ハーメルン
手には弓を 頭には冠を
ガンズ・オブ・ザ・パトリオット

――あの事件は結局何だったんだろう?

 
 ロイドの語りが始まった。私の求めにすぐには答えず、どうやら彼にも私と話したいことがあるのだとそれでなんとなく理解した。
 私は黙って聞いて、それに答える準備が必要だった。

「2014年――つまり、君も参加したあの事件が終わってすべてが一変した。
 大国が夢見る超人兵士計画の、リアルな一歩となったとまで賛辞されたSOPシステム。兵士を、部隊を、戦場をコントロールするデジタルの魔法。
 君を苦しめ、おとしめたあれは完全否定される欠陥品として扱われてしまった。

 ナノテクノロジーと最新の脳科学によって兵士を、より優れた兵士に。より優れた部隊とするやり方は、いつの時代にも求められたものだが。それが現実に近づくと。今度はその技術には絶対に適合できない体質の人間たちを生み出す悲劇となってしまった。そうだ、あのシステムは完璧ではなかった」
「ええ――その中のひとりがこのわたしだった」

 いろいろと理解はしていても、自然とその言葉には皮肉の色が混じってしまう。
 愛国者として、女性兵士としてより高いものを求めた若かった自分が失望されたのがまさにその一点にあった。
 そして私は、あまりにもあきらめがわるく、しがみついた。無残な最期を迎える日まで希望を捨てなかった。新年さえあればきっと戦い続けられると信じていた。

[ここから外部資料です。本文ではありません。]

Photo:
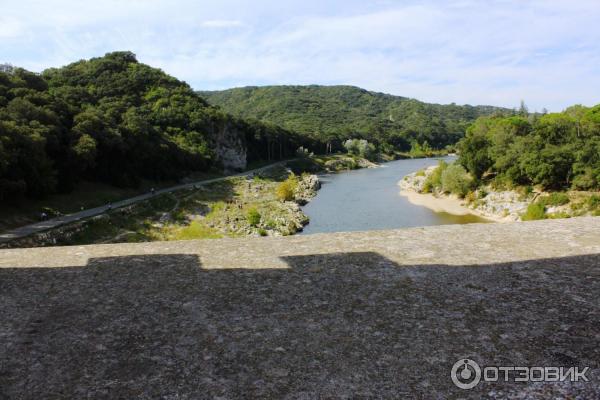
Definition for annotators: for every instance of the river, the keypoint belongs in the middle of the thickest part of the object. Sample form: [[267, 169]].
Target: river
[[369, 199]]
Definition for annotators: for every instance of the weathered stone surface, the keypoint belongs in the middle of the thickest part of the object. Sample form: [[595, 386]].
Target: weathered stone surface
[[380, 314]]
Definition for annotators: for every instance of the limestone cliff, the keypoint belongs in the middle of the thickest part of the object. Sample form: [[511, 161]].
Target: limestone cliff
[[230, 146]]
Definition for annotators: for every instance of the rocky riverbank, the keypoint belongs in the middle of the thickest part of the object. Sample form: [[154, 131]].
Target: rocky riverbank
[[237, 207], [500, 205]]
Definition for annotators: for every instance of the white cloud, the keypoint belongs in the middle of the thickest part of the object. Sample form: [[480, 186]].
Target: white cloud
[[498, 52], [221, 23]]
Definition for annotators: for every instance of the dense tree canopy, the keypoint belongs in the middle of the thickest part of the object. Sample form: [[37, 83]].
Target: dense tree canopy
[[114, 120], [337, 113], [560, 150]]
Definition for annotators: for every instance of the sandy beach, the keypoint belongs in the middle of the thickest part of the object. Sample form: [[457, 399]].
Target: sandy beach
[[450, 205]]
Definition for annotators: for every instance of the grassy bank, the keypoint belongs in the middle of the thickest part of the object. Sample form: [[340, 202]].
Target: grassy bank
[[232, 208]]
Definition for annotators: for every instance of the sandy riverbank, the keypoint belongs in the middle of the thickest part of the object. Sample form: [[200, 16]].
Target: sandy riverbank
[[450, 205]]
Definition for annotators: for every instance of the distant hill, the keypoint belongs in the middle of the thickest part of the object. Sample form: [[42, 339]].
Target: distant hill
[[340, 112], [112, 119]]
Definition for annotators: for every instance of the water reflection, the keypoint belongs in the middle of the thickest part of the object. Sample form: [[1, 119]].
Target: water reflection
[[368, 199]]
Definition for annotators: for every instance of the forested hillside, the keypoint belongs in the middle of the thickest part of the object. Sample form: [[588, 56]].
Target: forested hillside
[[114, 120], [556, 151], [336, 113]]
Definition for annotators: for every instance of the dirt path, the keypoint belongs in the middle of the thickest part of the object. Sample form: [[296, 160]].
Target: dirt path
[[92, 212]]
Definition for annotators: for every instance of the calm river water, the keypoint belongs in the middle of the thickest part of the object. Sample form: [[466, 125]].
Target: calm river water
[[369, 199]]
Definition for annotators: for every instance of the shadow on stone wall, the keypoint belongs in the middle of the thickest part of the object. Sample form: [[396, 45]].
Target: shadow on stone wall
[[345, 325]]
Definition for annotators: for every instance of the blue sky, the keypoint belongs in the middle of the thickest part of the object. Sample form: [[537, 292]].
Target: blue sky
[[498, 52]]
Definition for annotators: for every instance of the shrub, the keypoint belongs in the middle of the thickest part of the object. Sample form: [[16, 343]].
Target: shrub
[[534, 211], [434, 180], [253, 217], [286, 190], [302, 152], [455, 179], [555, 199], [594, 202]]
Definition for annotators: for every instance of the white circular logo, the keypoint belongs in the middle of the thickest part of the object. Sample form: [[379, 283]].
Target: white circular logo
[[466, 374]]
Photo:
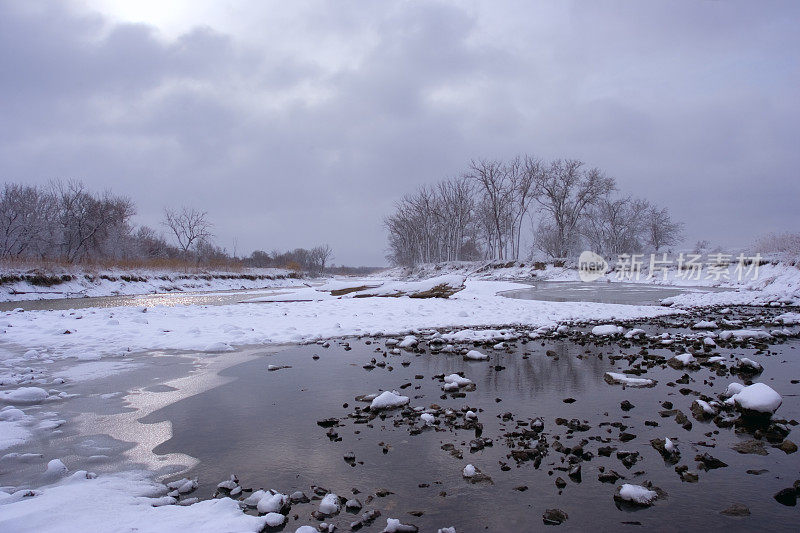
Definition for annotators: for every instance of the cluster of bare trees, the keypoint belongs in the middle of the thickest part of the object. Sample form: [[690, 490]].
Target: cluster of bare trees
[[482, 214], [435, 224], [63, 221], [315, 260], [67, 222]]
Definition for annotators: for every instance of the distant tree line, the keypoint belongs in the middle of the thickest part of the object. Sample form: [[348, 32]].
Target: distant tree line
[[66, 222], [482, 215]]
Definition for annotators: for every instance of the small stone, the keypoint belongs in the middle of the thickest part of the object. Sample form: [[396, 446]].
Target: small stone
[[707, 462], [554, 517], [737, 509], [750, 446], [786, 497]]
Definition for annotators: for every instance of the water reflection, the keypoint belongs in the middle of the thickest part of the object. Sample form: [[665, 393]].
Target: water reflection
[[601, 292]]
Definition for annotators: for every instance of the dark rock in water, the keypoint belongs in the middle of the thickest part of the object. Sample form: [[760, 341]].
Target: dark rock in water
[[672, 455], [606, 451], [609, 477], [683, 420], [575, 473], [737, 509], [628, 458], [788, 446], [299, 497], [554, 517], [365, 520], [699, 412], [353, 505], [786, 497], [750, 446], [707, 462]]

「だが君は知らないだろうな。ここ数年、軍のなかで再びSOPシステムの見直しをすべきだという声がまた上がってきていることを」
「――へぇ、それは知らなかったわ」

 これは嘘だ。
 だが、もう以前ほど心を乱されることはない。もう、私には関係ないことだから。

「陸軍と海兵隊は、21世紀に入ってから世界規模の戦闘であろうことかテロリストのテクノロジーを前に膝をつくと言う醜態を何度も繰り返してきた。
 ”愛国者”と呼ばれる存在が関わった事件の全解明はなされなかったが。関係が深いとされる非人道的実験の成果を、今更だが生かさない手はないという考え方だ。彼らはあんな結果でも、ないよりはましだと考え直したらしい」
「ひどいものね」
「その通りだ――だがそれもこれも、その始まりはあの前回の大統領選の結果だともいえる。そうだ、結局は政治だ」
「……」
「長らくこの自由と資本主義を支えてきたはずの2つの党が。国民の前に提出してきたのは同性から支持されない元大統領夫人という女王様と。金融界の荒波をホラと度胸で乗り切ってきた男とで選ぶとはね。ブラックジョークにしたって、あまりにもひどい」
「大統領批判?それなら素直にTVをつけたらいいじゃない。こっちじゃ、それも見れないんだけど?」
「――そうスネなくていい。
 見るべきものは今だってないさ。支えるつもりのない議会と騒がしたいだけのTVは、ことさらに大きく問題を見せようとするが。あんなコメディーでも堂々とやり切って見せた大統領だなのだ。平然とした顔で、自分の仕事をただやっているし。彼はきっとやりきるだろう」
「今の大統領には朗報ね」
「ところがそうでもないんだよ、ジェシカ」

 ロイドは画面の向こうで自重の笑みを浮かべた。

「我々ドレビンズの活動の第一の目的は、力を失った国際連合に新たな息吹を吹き込み。再び世界をまとめ上げる力を与えることで、人類の社会が持つ戦争というシステムを抑制しようとするものだった。